Two years later, Sal had tracked down Pearson and wrangled his scholarship, threatening to expose him. "I was smarter than the others," he had bragged to Tess. "They were dumb motherfuckers." Yet Eldon had done the same thing, convincing the Nelsons to hide him after he jumped bail. They had been glad to do it for a few small favors here and there. And Destiny had been smart enough to try and shake the Nelsons down for money. Or dumb enough, given the outcome.

The Nelsons had strung her along until Eldon could kill her, but they had needed Tess to find Treasure. And when Keisha Moore had started asking questions, Eldon killed her, too. In his own way, Eldon was as much an over-achiever as Sal. He just focused his energy differently.

Tyner finally arrived, Luther Beale in tow. There were some charges pending against Tess-reckless endangerment, destruction of property-although Tull was reasonably sure the criminal charges would be dropped.

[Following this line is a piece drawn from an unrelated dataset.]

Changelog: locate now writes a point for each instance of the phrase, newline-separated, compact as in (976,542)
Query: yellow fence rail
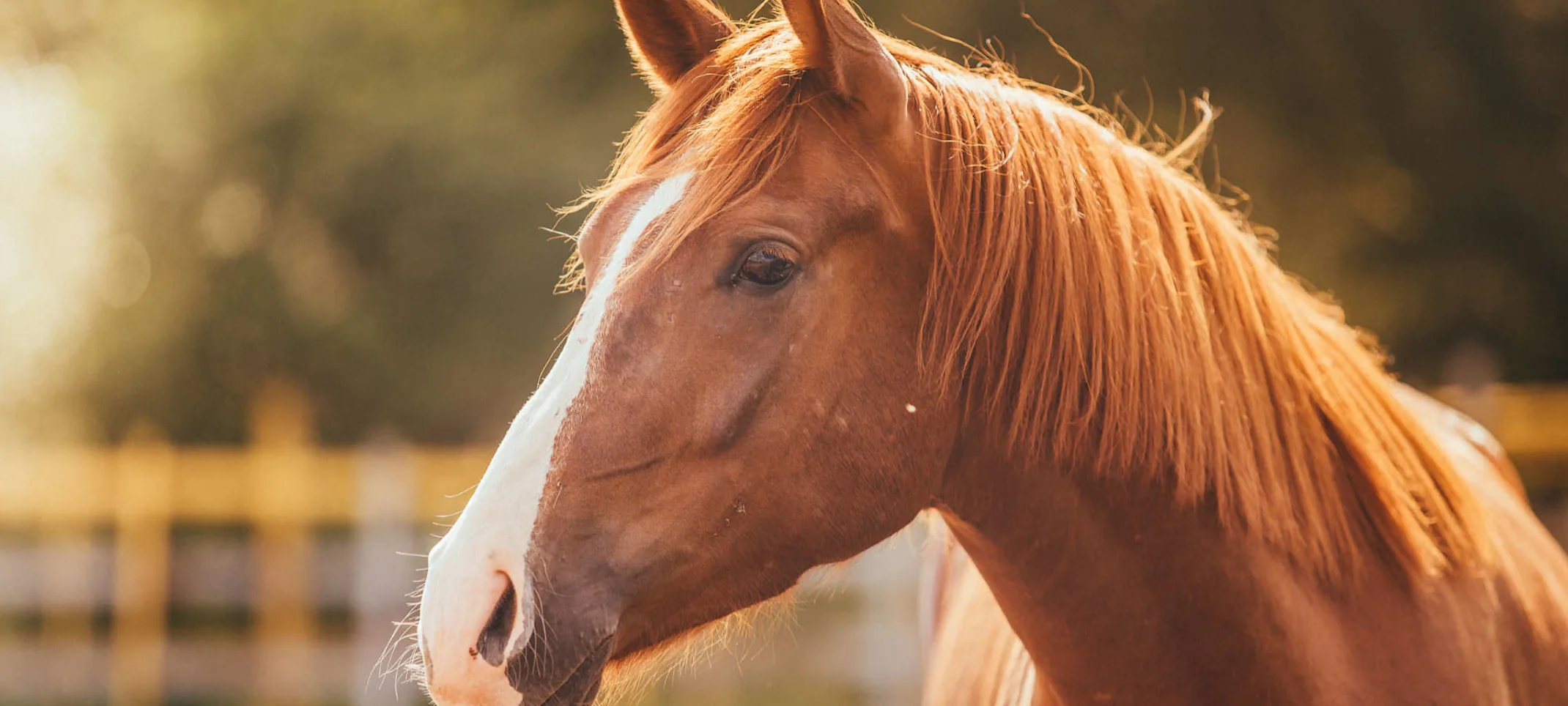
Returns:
(284,487)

Eventually.

"Pearson's insurance company isn't going to let you off the hook so easily," Tyler said gloomily. "Insurance companies don't make exceptions, even when you're trying to save someone's life."

"Hey, I did, didn't I?" Tess, who had been contemplating her own role in all the deaths on Butchers Hill, felt momentarily cheered. "I wish that made up for Treasure. Or Keisha. I feel as if I led Eldon straight to them."

"He would have found them one way or another," Tull assured her. Another olive branch. Why not? She had been right, after all.